His hand was warm in hers, but she was barely conscious of it. She led him without hesitation to the center of the summit, to the place where stacked stone had tumbled into ruin, from graceful lines into disarray. Most were lichen-clad, moss-grown, buried in soil and ground cover. Some had cracked wide open, broken into bits by frost and sun. Nothing here resembled a place to live, but live they had. She could feel it in her bones, sense it singing in her blood.

"Here," she said.

Robin stopped beside her. "The grave?"

She turned her face up to the moon, squinting at its brilliance. "No. The women worshipped here."

He was silent. Marian sensed his unease. She turned to him, to reassure him that she was welcome here, that so long as he was her consort he would be tolerated — but she forgot the intention as something came down between them. A hissing line of light lanced out of the sky, so cold it burned. They broke apart and fell back, guarding their eyes. In the flash of illumination Marian saw Robin's drawn and hollowed face, the grimness in his mouth. The bared blade of his sword glinted in the darkness.

She was Christian-born and — bred, not a goddess-worshipper. But something within responded to the place. She, a woman, had a right to be here. None of the women of Avalon had ever turned away one of their own, though not all had remained. What remained of them would not turn her away. Still, she was uneasy.

Resistance, Merlin had said. Robin had spoken of unseen enemies and evil beings. Marian sensed neither here, merely the memories of women who had left the world of men to make their own way, to find their own faith. That memory could make itself tangible did not, somehow, strike her as unusual. Not here. Not this night. Nor that the souls of the women, tied to the stone and soil of Avalon, would be present still. They had not known a heaven such as Christians did. They had worshipped another way.

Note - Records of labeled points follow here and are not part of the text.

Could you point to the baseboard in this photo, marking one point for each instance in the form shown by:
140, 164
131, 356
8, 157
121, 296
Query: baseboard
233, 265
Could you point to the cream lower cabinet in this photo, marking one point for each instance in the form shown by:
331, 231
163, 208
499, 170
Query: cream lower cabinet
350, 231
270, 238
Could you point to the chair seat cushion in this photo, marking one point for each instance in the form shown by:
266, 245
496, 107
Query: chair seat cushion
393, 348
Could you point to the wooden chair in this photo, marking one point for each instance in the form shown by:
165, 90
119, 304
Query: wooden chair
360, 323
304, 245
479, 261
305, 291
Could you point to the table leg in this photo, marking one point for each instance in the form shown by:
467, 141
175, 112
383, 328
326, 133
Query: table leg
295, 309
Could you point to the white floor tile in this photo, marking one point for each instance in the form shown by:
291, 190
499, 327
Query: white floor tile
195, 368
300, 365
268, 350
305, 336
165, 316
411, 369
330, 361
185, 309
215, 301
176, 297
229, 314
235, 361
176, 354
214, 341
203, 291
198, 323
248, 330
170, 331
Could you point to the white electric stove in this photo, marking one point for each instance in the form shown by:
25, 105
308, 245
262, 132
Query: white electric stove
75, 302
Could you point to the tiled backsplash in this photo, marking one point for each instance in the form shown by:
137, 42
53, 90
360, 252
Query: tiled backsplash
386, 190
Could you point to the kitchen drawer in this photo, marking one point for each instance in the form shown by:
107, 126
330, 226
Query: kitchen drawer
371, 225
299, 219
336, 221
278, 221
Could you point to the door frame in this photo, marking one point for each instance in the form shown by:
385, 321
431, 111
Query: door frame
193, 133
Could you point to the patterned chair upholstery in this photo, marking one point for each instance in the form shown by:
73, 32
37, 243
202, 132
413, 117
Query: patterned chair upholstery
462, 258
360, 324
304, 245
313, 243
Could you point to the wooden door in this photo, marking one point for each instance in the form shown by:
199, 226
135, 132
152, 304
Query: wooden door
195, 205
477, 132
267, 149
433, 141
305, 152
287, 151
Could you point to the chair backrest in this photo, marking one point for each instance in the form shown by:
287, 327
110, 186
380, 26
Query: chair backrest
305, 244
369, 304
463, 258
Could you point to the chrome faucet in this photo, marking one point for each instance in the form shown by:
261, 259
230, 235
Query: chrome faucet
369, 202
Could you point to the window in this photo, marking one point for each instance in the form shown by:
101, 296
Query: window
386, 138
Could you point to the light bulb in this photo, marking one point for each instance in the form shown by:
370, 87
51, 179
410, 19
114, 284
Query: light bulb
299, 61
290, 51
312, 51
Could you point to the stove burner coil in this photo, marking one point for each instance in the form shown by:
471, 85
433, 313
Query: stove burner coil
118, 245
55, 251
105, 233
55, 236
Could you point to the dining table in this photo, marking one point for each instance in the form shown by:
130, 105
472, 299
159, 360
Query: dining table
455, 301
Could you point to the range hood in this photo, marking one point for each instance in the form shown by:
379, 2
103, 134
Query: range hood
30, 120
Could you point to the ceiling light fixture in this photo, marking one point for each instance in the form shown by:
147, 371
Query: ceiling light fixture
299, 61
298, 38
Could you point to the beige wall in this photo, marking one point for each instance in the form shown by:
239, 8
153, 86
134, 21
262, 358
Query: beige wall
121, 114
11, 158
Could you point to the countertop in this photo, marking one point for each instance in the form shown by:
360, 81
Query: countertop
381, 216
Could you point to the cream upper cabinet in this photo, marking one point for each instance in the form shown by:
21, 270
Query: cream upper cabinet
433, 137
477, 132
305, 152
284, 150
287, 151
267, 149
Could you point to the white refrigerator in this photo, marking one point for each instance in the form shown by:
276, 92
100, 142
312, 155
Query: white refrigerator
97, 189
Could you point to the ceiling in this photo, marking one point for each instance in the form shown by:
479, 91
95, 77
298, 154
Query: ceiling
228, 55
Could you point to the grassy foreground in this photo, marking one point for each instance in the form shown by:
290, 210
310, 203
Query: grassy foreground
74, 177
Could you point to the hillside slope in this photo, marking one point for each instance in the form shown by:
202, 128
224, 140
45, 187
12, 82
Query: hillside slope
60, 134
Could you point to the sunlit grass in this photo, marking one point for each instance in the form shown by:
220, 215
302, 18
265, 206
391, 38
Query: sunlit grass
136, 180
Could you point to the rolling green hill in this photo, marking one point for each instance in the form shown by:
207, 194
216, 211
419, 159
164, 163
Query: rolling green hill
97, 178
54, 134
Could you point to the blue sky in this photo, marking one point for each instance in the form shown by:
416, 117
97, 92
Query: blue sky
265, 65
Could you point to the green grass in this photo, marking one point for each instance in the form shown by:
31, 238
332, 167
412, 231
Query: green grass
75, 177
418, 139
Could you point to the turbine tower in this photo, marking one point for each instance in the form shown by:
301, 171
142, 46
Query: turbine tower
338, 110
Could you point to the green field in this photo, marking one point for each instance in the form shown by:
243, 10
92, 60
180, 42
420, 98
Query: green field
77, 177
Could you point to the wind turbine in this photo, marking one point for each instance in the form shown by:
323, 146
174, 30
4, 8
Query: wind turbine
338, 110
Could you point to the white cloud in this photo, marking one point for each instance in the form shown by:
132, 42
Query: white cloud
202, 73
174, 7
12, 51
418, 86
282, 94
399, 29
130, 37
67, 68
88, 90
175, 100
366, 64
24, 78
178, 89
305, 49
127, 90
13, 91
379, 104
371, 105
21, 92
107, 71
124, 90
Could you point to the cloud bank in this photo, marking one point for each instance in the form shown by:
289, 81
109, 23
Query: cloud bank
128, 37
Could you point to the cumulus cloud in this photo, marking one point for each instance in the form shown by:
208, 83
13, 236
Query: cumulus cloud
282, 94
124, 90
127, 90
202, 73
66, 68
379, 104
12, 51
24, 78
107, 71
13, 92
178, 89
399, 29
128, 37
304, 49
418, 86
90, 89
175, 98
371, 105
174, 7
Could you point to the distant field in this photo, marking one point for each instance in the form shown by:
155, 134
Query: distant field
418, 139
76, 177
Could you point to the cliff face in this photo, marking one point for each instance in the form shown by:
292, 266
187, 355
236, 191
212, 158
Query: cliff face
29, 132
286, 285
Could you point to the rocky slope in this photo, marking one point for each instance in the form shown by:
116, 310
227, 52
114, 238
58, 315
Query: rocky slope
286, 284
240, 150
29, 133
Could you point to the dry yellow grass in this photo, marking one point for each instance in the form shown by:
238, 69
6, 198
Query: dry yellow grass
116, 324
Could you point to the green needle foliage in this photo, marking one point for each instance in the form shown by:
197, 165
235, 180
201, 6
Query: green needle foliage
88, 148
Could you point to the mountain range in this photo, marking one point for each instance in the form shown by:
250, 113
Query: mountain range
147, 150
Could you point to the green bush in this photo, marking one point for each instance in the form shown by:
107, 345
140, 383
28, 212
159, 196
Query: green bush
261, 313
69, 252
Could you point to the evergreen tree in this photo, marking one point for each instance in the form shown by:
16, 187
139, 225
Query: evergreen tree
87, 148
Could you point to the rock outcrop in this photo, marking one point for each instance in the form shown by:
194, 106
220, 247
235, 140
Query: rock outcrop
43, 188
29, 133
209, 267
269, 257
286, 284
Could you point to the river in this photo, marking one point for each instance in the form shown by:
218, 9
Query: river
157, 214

Blasphemy, the priests would say. Heresy. It was not Marian's way, but she could respect that women before her might seek another road. A woman's life was difficult, with or without a man.

Her man stood beside her.

Marian looked into his eyes. Blood yet ran down his jaw to drip upon his shoulder. She reached up, touched his face, felt the warmth of his flesh beneath the beard. Felt the stickiness of blood.

In her heart welled a strange, strong fierceness. We have come at Merlin's behest, she said within, not to disrupt, not to dishonor, but to set to rights what has been perverted. England — Britain — must prevail, but she cannot without your aid. Allow us to be the vessels of this aid. Let us have the sword.

A moment later, the answer was given.

Marian smiled. "I know the way."

His brows arched. "To the grave?"

She gestured. "Look."

She waited for him to see it, to find it, to remark in satisfaction. But he did none of those things. He looked, but he was blind.

"Here." She took his hand again, led him to the stone.

Beneath a scattering of dirt, encroached upon by ground cover, lay a flat, crude plinth of weathered stone half the length of Robin's height.

"This?" he asked. "This is — nothing."

The answer was immediate. "If men knew Arthur slept here, they would come. And if they came, they would undoubtedly expect a monument to the king. But that is not what the women, or Avalon, wished. Only peace. And that they offered Arthur."

He was dubious. "How can you be certain this is his grave? Surely others have died here."

She shrugged. "I can give you no explanation. I just — know." Because they have told me.

Robin closed his mouth on his next question and squatted down. He set aside his sword, then leaned forward. One hand went out to the stone, to touch its surface. He ran his fingers over the stone and stopped. His expression abruptly stilled.